20. Strum My Guitar (Done). I taught myself a handful of new songs this year, some of which I’ve already forgotten. That aside, I need to devote more time/energy to my guitar-playing. It’s the one personal hobby I’m certain I’d enjoy if only I could commit to it.

21. Visit Virginia (Done). I spent a week in Virginia, in a big ole’ house along the west side of a mountain, all of it thanks to a generous offer from my mother, my brother, my older sister and
my aunt.

22. Learn More About Photography (Done). In addition to doubling the number of personal photographs I shot, I also studied the work of Fred Herzog, Joel Meyerowitz, William Eggleston, Bruce Davidson, Vivian Maier and many others.

23-27: The Near Misses (Tasks I Never Quite Got Around To)

23. Win an Award. I won no awards. I lost. I am a loser.

24/25. Study Poker/Pool. I read about both, watched tutorials and televised competition. But I never raised a cue or played a hand. Gotta work on that.

26. Have My Work Appear In a New Publication. I could defend this failure a thousand fold, using any excuse from “I was too busy posting via my own site,” to “Dude, my shit’s been reposted, like, a thousand fuckin’ times,” but the reality is I only wound up pitching two ideas (both to Gothamist), and they were long shots, to be sure.
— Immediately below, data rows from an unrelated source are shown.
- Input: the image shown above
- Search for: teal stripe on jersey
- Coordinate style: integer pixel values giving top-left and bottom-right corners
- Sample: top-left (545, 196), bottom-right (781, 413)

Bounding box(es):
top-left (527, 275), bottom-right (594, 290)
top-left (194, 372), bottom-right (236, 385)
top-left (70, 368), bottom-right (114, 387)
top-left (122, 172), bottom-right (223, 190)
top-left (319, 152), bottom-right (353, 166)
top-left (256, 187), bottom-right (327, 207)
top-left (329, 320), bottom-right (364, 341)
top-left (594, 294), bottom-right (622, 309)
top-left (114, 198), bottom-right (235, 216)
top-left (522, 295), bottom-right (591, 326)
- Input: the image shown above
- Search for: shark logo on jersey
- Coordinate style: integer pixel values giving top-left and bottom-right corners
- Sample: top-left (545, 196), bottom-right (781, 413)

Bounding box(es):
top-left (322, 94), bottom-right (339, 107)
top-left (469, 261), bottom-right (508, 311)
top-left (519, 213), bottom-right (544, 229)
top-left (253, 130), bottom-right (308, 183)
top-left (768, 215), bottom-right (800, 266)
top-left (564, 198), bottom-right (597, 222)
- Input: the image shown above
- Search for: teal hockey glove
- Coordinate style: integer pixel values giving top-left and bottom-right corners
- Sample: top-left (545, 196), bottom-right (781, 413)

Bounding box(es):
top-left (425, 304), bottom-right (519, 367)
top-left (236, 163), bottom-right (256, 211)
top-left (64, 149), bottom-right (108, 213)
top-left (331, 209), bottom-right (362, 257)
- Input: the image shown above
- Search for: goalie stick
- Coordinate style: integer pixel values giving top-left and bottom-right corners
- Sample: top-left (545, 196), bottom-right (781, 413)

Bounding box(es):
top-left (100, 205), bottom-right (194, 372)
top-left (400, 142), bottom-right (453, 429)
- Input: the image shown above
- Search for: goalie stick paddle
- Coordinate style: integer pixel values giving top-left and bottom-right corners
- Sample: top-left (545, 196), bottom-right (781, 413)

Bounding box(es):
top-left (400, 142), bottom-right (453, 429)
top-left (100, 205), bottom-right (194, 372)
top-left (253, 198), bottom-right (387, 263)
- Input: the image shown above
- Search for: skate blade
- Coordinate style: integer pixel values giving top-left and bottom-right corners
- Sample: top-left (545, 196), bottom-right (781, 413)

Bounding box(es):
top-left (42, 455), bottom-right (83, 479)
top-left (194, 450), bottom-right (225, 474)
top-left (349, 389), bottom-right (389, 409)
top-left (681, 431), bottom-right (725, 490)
Never heard back. Never pursued either idea any further.

27. Meet a Girl. No … no, I sure didn’t.

Final tally: 22-5

Not bad for a blue-collar schlep running low on good fortune. And yet, what does it matter, really? I mean, one could insist that it unequivocally doesn’t, that any schmo with “an entire year worth of nothin'” could’ve accomplished the same thing. As a matter of fact, one could adopt the stance this entire post amounts to little more than petty boasting, which, while true, comes counterbalanced by the fact we live in a culture that consistently rewards individuals for rushing online to seek validation, often for the most banal – if not completely infantile – of reasons. At its core, the overriding message reads like this: “I am a consumer. I am a maker and a spender of good money. I am a goer of places and a doer of things. All I ask is that you love me, please.”

In a culture such as that, I’ll take my kicks where I can get ’em.

Perhaps 2013 represented some type of fuck-you-40 moment for me, an ongoing 12-month stretch during which I bucked long-time convention, behaving a lot more like an apt reflection of the virtues I admire. I have no idea where it is I go from here, I can only assure you that whatever it is I do with the next 25+ years of my life, it’ll include some opportunity to teach, help, heal or inspire; to aspire to something more worthwhile than simply sticking decent people with a goddamn bill of sale.

Perhaps it’s time to fulfill a lifelong dream, set out upon a cross-country road trip. I think I really cotton to the idea of getting lost inside the Dustbowl, sleeping ’neath the sky in west Montana. Can you dig it? If so, feel free to get at me.

Enough of this penny-ante bullshit. It’s time to trip the light fantastic.